Red Sided Garter Snake Care Sheet

Introduction

Red Sided Garter Snakes are a small snake from the Northern States of the USA and Canada. These snakes stay small with females averaging 60-75cm in length with males averaging 50-60cm in length. They are very pretty snakes with a black background with light brown stripes and red on the sides. Red Sided Garter Snakes are active snakes which spend a lot of time outside their hide boxes and are great display snakes unlike many other pet snakes such as Ball Pythons which spend most of the day in their hide boxes. Red Sided Garter Snakes are easy to care for and make great pets for those who want a smaller sized snake that doesn’t eat mice.

Housing

I keep my Red Sided Garter Snakes in  Exo Terra Plastic Terrariums. You can also keep them in clear plastic tubs, wooden cages with sliding glass doors or glass terrariums. Red Sided Garter Snakes need small cages due to their small size and a single adult female can be kept in a cage measuring 60cm x 30cm x 30cm, adult males can be kept in slightly smaller cages.
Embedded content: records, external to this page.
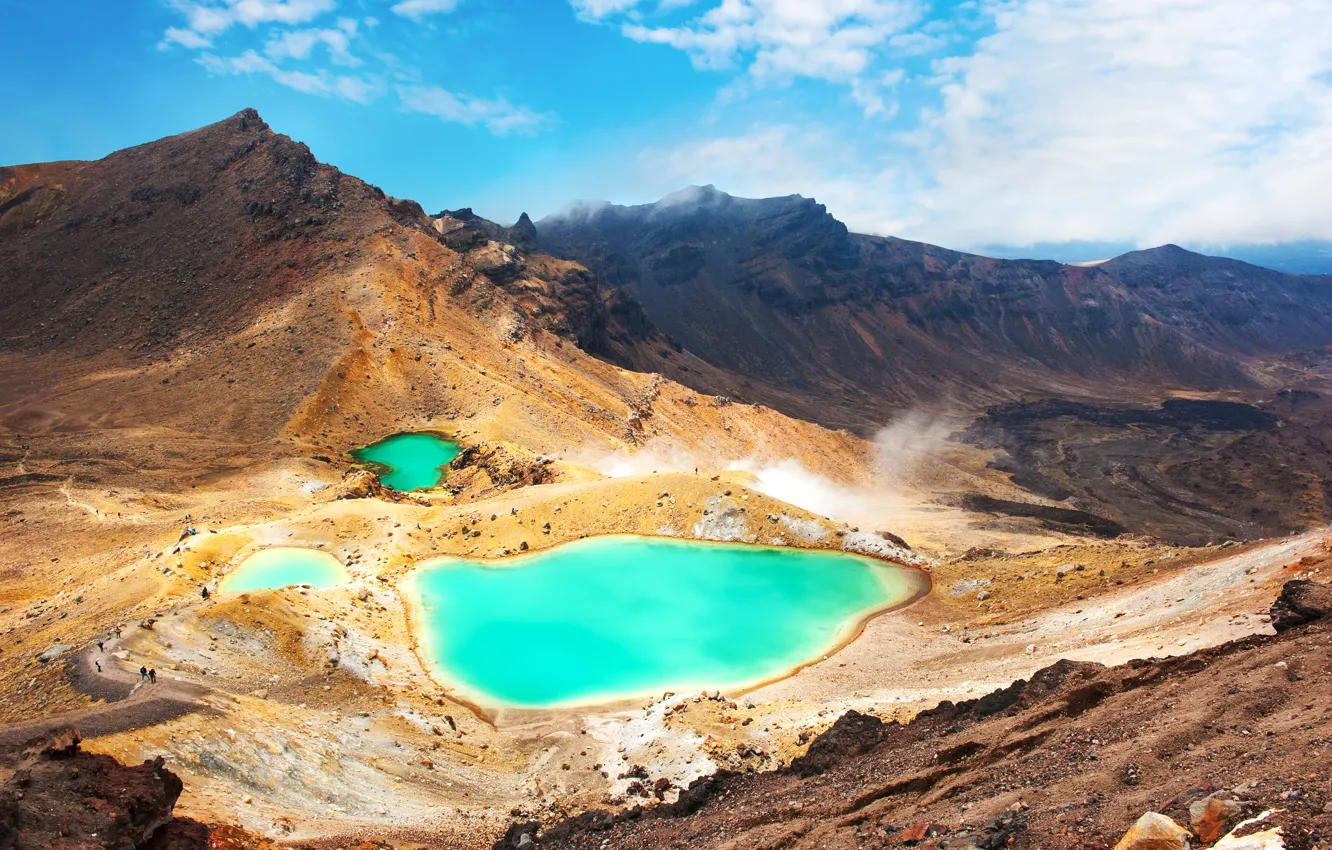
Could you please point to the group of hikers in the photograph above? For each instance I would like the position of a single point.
(145, 674)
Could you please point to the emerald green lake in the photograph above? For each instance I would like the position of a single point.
(409, 461)
(285, 565)
(612, 617)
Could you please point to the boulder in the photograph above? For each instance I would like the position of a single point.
(1300, 602)
(1154, 832)
(63, 797)
(358, 484)
(851, 734)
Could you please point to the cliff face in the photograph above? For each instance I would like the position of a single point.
(845, 328)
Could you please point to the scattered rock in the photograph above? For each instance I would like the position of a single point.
(55, 652)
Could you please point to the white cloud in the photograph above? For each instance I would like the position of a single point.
(498, 115)
(597, 9)
(781, 40)
(1103, 120)
(319, 83)
(1143, 120)
(300, 43)
(211, 19)
(185, 37)
(420, 9)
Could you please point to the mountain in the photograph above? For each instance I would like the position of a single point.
(845, 329)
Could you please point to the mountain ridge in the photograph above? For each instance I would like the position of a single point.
(785, 296)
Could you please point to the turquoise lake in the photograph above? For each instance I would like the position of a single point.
(613, 617)
(409, 461)
(281, 566)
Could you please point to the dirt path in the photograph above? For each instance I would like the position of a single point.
(128, 702)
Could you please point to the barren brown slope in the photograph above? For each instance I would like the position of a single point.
(227, 285)
(1070, 758)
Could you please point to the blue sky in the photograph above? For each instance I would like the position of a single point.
(966, 123)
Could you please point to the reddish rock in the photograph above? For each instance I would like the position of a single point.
(914, 833)
(1211, 817)
(1154, 832)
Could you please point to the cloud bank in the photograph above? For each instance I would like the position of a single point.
(1023, 121)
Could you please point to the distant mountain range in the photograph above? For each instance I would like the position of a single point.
(767, 301)
(1300, 257)
(845, 328)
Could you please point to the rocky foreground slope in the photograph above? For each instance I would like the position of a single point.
(1070, 758)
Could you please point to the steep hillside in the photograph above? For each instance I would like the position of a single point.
(1068, 758)
(845, 329)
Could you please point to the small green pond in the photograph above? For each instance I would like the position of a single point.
(281, 566)
(409, 461)
(614, 617)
The cage must be secure and escape proof. Use coconut husk as a substrate and provide a hide box and a water bowl. Keep the substrate dry at all times to avoid your Red Sided Garter Snake getting scale rot. Garter Snakes of any species do not do well in a rack system with opaque tubs as they are curious snakes which like to see whats going on around them.

Heating

Red Sided Garter Snakes do well at a temperature of 25-28 degrees ( summer room temperature in most South African homes) and only need extra heat in winter. You can heat your cages using a heat pad placed under half of the cage to provide a hot spot. These snake are not fussy when it comes to heating and are very temperature tolerant. Remember that smaller snakes overheat quicker than larger snakes so you do not want to overheat them. Monitor your cage temperatures using a dial thermometer.

Feeding

Red Sided Garter Snakes feed on fish, earthworms, frogs, tadpoles and nestling rodents in the wild. In captivity you can feed them on a diet of small fish such as guppies, fish fillets, earthworms ( worms from your garden not red wrigglers from the bait shop) and even tinned cat food they will also sometimes eat mice scented with fish. I feed mine on a diet of frozen/thawed lance fish and frozen/thawed pinky or fuzzy mice. These snakes have a high metabolism and need to be fed at least 2-3 times per week even more if you are only feeding earthworms. You can add calcium and vitamin supplements to your Red Sided Garter Snakes diet but this is not necessary if you are offering them a varied diet of more than one prey species.

Breeding

Red Sided Garter Snakes must be cooled down to 5- 10 degrees Celsius for a period of up 3 months in order to breed. Place the male in the females cage after you have warmed them up and if they mate successfully your female will give birth to 20 or more live babies 3 months later. Babies are very small and can be housed individually or in small groups under the same conditions as the adults. Feed the babies on earthworms, small live fish or tiny pieces of frozen/thawed lance fish. Baby Red Sided Garter Snakes should be fed every two days in order to stay healthy and grow properly.

Conclusion

Although very rare in South Africa Red Sided Garter Snakes make fascinating pets that stay small, don’t need to eat mice and are much more active than other more commonly available pet snakes.